3) Modernise architecture with a lakehouse approach, break down silos, and assign data product owners in key business units.
4) Establish common governance structures, including access controls, data lineage, and audit capabilities.
5) Build internal capabilities (prompt engineering, vector databases, responsible AI) and train teams on AI fundamentals, while using human‑in‑the‑loop and feedback logging to continuously improve.
When these elements are in place, organisations can safely leverage proprietary data, deploy intelligent agents, and scale AI with measurable business impact, as illustrated by examples like M6’s secure internal AI assistant built on AWS.
How can agentic AI improve productivity and customer experience today?
The guide distinguishes between generative AI and agentic AI and shows how agentic AI can help organisations reimagine everyday work.
Generative AI focuses on creating content or answers. Agentic AI goes further: it can carry out multi‑step tasks almost autonomously, adapt to changing conditions, and interact with systems in real time. The text outlines four practical workplace use cases:
1) Enhance workplace productivity
In areas with labour pressure and budget constraints, agentic AI can automate routine, labour‑intensive processes. A concrete example is Know Your Customer (KYC) in financial services. Historically, staff manually reviewed identity documents—a slow, error‑prone task. With agentic AI, multiple agents can verify documents, request missing items, and cross‑check data end‑to‑end. This frees employees to focus on complex, higher‑value work while maintaining compliance.
2) Streamline business workflows
Agentic AI combined with Robotic Process Automation (RPA) can significantly reduce handling times. In a claims management process, for instance, a 15‑minute task can drop to under five minutes. The system can:
- Scan submitted documents.
- Extract key data via OCR.
- Analyse content using LLMs.
- Populate CRM records.
- Flag missing information for follow‑up.

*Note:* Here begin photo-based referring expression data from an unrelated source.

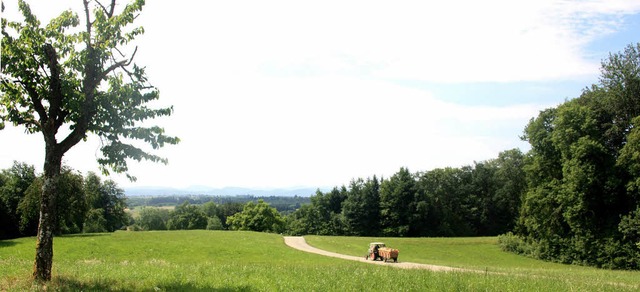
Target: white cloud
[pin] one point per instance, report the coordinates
(281, 93)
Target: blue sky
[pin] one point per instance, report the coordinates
(294, 93)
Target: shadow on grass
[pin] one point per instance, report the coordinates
(85, 235)
(69, 284)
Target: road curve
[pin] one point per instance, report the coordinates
(299, 243)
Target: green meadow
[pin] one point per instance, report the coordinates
(250, 261)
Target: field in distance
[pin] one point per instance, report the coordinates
(250, 261)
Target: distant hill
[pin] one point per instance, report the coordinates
(223, 192)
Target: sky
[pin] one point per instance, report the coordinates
(283, 94)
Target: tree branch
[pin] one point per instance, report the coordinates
(55, 89)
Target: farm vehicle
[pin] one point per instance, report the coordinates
(379, 251)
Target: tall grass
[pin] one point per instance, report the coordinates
(481, 254)
(242, 261)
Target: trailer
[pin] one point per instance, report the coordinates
(378, 251)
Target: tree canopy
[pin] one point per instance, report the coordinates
(73, 77)
(582, 203)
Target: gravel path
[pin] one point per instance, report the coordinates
(299, 243)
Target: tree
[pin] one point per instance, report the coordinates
(361, 208)
(72, 206)
(153, 218)
(14, 183)
(187, 217)
(257, 217)
(108, 199)
(582, 201)
(396, 203)
(61, 77)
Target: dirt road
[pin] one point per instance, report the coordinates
(299, 243)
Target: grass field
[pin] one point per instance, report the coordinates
(248, 261)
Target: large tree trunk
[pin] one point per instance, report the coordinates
(47, 222)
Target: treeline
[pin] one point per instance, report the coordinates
(481, 199)
(84, 204)
(187, 216)
(582, 204)
(282, 204)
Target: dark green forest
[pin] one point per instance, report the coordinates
(574, 197)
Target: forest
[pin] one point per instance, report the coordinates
(574, 197)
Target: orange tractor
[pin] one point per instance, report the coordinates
(378, 251)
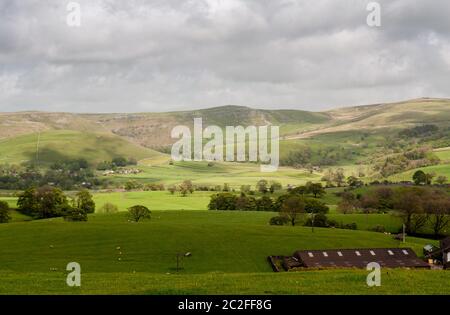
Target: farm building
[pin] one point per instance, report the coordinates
(354, 258)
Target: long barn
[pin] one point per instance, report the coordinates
(359, 258)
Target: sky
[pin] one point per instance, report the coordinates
(160, 55)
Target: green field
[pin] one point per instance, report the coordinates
(155, 200)
(60, 145)
(229, 251)
(441, 169)
(234, 174)
(443, 155)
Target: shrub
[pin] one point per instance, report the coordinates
(136, 213)
(320, 220)
(74, 214)
(223, 201)
(84, 201)
(279, 220)
(350, 226)
(4, 212)
(378, 228)
(109, 208)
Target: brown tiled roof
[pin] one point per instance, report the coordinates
(359, 258)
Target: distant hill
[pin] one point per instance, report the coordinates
(102, 136)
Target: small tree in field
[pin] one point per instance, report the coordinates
(172, 189)
(4, 212)
(438, 208)
(316, 189)
(292, 208)
(441, 179)
(84, 201)
(261, 185)
(420, 178)
(136, 213)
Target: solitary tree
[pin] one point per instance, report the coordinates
(136, 213)
(293, 207)
(339, 176)
(441, 179)
(316, 189)
(410, 207)
(4, 212)
(262, 186)
(420, 177)
(438, 209)
(84, 201)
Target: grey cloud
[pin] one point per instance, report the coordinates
(168, 55)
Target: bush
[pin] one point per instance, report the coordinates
(136, 213)
(378, 228)
(279, 220)
(4, 212)
(320, 220)
(108, 208)
(223, 201)
(74, 214)
(350, 226)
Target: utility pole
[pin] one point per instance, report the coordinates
(37, 149)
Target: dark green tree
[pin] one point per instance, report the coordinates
(137, 213)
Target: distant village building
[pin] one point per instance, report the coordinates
(354, 258)
(445, 250)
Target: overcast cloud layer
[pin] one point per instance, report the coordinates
(159, 55)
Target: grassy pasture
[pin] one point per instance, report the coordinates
(229, 251)
(61, 145)
(155, 200)
(234, 174)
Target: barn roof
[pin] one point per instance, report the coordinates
(359, 258)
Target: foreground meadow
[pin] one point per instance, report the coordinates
(228, 256)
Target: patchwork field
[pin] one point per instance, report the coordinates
(234, 174)
(229, 251)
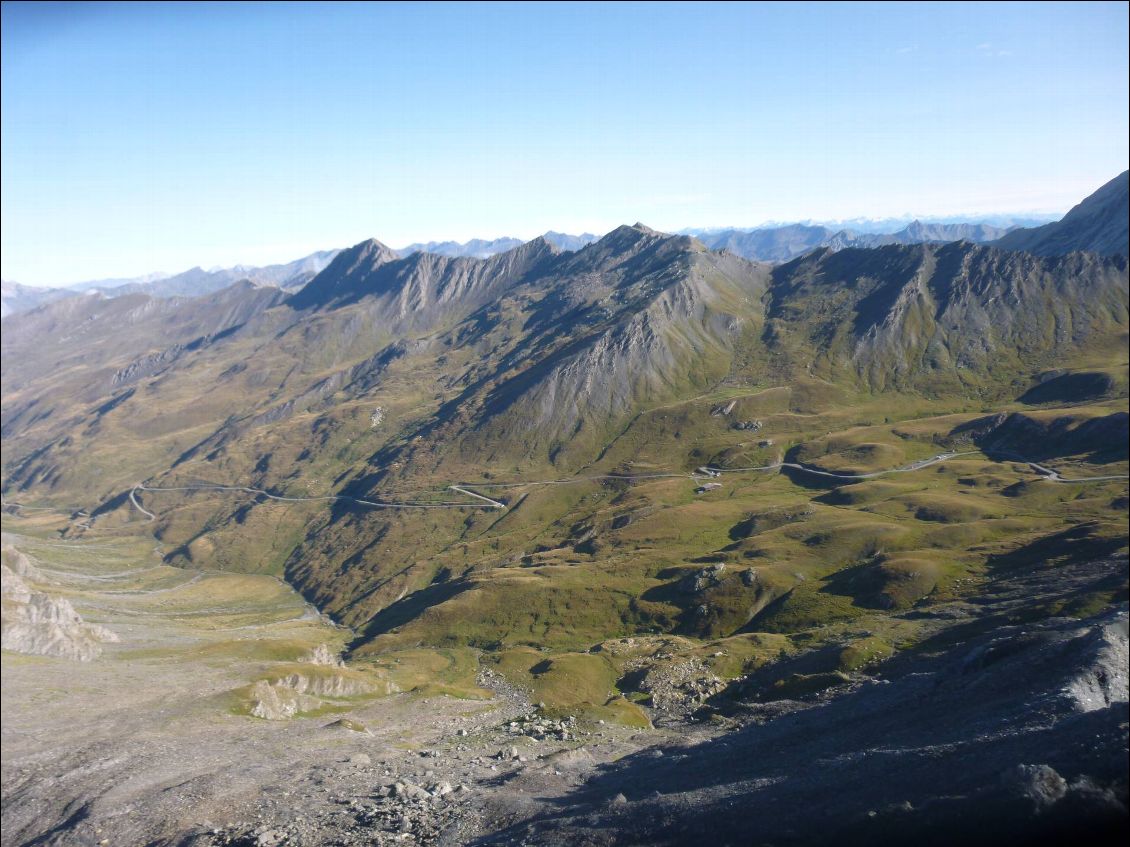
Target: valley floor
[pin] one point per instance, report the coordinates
(993, 732)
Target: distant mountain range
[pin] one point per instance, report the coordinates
(1097, 225)
(193, 282)
(480, 249)
(763, 244)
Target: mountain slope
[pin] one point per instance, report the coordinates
(937, 319)
(1100, 224)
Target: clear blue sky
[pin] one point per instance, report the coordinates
(155, 137)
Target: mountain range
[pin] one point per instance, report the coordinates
(536, 359)
(764, 244)
(640, 482)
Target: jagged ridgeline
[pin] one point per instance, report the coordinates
(388, 377)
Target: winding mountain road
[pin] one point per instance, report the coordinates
(709, 471)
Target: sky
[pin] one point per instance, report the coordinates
(156, 137)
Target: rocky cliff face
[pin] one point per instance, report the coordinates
(940, 317)
(1097, 225)
(40, 623)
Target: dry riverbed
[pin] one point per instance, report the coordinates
(145, 743)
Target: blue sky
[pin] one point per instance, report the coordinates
(156, 137)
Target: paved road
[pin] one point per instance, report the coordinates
(702, 472)
(373, 504)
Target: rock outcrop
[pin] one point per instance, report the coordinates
(41, 625)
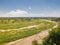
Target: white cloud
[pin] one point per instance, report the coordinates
(22, 13)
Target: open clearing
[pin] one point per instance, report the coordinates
(9, 34)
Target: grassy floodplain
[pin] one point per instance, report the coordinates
(13, 35)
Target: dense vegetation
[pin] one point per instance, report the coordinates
(54, 37)
(13, 35)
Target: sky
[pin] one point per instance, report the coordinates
(29, 8)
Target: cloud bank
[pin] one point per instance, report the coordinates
(23, 13)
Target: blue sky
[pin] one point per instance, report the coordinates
(33, 8)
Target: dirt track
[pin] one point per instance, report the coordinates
(28, 40)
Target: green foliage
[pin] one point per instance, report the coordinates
(13, 35)
(53, 38)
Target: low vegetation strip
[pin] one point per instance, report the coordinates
(28, 40)
(18, 34)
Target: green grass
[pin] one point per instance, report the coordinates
(15, 25)
(13, 35)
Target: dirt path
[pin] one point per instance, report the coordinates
(20, 28)
(28, 40)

Employees then verify the output, keeping humans in the loop for accuracy and trust while offloading repetitive steps.
3) Accelerate research and innovation
In research‑heavy fields like materials science and synthetic biology, agentic AI helps design experiments, propose candidates, and analyse results. Researchers can specify desired properties, and AI agents propose and evaluate new molecules or formulations before lab testing. The guide cites a real‑world example where an agentic system helped synthesise an enzyme that degrades plastics 60% more effectively and even predicted when it would become profitable.
4) Transform customer engagement
Agentic AI can support both outbound and inbound customer interactions across channels (social, SMS, email, voice). Unlike earlier systems, it can:
- Predict why a customer is calling based on prior data.
- Identify trends such as recurring product issues.
- Provide proactive, accurate responses and recommendations.
This leads to faster service, reduced call volumes, and more seamless, personalised experiences by using prior interactions in real time.
To get started, the guide recommends focusing first on visible pain points—processes that slow work, trigger complaints, or consume disproportionate resources—and then grouping related use cases into broader “products” rather than treating each in isolation. Leadership plays a key role by setting a positive, realistic tone about AI, using it themselves, and ensuring the right balance between automation and human oversight.